Al contrario, l’accusa dei tifoso del Barcellona afferma che il fuciliere della Brigada Mòbil Vicenç H. P. – Con numero TIP 12231 ,identificativo dei mossos, e ascritto alla camionetta Dragó 110- “ha realizzato due spari a salve e un colpo con un proiettile di Cauciú, in direzione Llobregat”, il mattino del 28 maggio del 2009 – mentre si celebrava la vittoria del Barça alla Champions – nell’incrocio tra Passeig de Gràcia e il carrer Diputació , davanti alla Borsa di Barcellona.

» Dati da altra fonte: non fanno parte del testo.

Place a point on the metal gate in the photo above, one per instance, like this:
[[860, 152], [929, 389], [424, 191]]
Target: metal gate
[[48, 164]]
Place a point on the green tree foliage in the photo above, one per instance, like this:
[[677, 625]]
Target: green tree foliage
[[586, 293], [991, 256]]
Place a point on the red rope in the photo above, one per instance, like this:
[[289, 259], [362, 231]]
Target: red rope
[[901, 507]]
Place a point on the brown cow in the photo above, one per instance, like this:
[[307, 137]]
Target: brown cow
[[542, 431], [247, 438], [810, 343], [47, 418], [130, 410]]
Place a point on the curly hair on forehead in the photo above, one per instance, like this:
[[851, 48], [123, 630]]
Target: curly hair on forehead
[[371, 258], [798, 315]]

Il proietile di gomma avrebbe impattato con l’occiho sinistro d’Òscar Alpuente, che ha subito “una esplosione del bulbo oculare con perdita del contenuto oculare”. Come conseguenza delle ferite ricevute, rimase ricoverato quattordici giorni all’ospedale Vall d’Hebron, subí un intervento chirurgico e 90 giorni di degenza. Il rapporto del forense parla di una “conseguenza permanente d’ablazione oculare con importante pregiudizio estetico” e “un disturbo depressivo reattivo”. Per questo che Alpuente richiede una pena di tre anni di prigione e una indennizzo di 180mila euro, che dovrebbero essere pagati dall’assicurazione Zurich España e dal Dipartimento degli interni della Generalitat della Catalogna.

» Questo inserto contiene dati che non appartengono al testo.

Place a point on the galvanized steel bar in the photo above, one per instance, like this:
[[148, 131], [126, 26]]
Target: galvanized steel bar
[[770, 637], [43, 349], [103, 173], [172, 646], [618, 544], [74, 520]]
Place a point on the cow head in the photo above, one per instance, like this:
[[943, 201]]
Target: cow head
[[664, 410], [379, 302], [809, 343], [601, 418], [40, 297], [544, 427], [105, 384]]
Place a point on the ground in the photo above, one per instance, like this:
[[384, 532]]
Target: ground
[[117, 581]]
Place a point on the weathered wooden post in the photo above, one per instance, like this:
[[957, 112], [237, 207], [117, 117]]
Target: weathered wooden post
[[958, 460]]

Nel corso della udienza, che inizia oggi si prevedere la presenza di quattro testimoni oculari dei fatti e i mossos d’esquadra 2392 (ispettore), 2450 (caporale) e 8078 (fuciliere), che formavano la catena gerarchica di quella notte nel luogo dei fatti. Nella versione del procuratore, a partire dalla versione ufficiale dei fatti, si dice gli agenti antisommossa situati davanti alla Borsa spararono  “proiettili di gomma verso le zone dove si stavano svolgendo i disordini, una dei quali, dopo aver percorso una traiettoia che non consta, impattó contro Òscar Alpuente“. Questa descrizione dei fatti contrasta con la ubicazione reale degli scontri di quella notte, circoscritti tra il carrer Pelai e le Ramblas, dove, in nessun modo si sono estes fino a passeig de Gràcia.

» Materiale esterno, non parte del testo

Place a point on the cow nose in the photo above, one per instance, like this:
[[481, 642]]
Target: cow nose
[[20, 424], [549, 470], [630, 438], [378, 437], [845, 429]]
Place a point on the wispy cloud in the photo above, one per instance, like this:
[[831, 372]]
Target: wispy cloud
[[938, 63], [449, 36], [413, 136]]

Òscar Alpuente, Carles Guillot, Jordi Sallent e Nicola Tanno. Alpuente, Sallent e Tanno persero la vista durante i festeggiamenti calcistici nel periodi  2009-10. Guillot venne ferito da un Polícia Nacional espanyola l’anno 2001 / Robert Bonet

 

Bisogna ricordare che Joan Saura, fatte pubbliche le ferite ad Alpuente e a altri due cittadini durante i festeggiamenti, difese gli atti dei poliziotti  e annunció che “non si prevede nessuna indagine, e che, a differenza delle proteste universitarie che sí si aprí una indagine perchè c’erano evidenze di alcuni comportamenti incorretti, in questo caso non si indagherá, perché il comportamento dei Mossos é stato corretto“. Rispetto ai feriti aggiunse “la giustizia sará chi decida chi ha la ragione riguardo il comportamento della polizia”, avvertendo che ci saranno conseguenze “contro le denunce false”, mettendo in dubbio la veridicità della versione espressa dalle vittime dei proiettili di gomma. Gli operativi della polizia delle celebrazioni sportive al centro di Barcellona – e nell’epoca ecosocialista al dipartimento degli Interni, erano supervisati sul terreno da Noemí Ayguasenosa, incaricati di dare informazioni in tempo rale al segretario general dell’interno Joan Boada. L’ordine di sparare corrispondeva direttamente a Boada, prèvia consulta al consigliere Saura.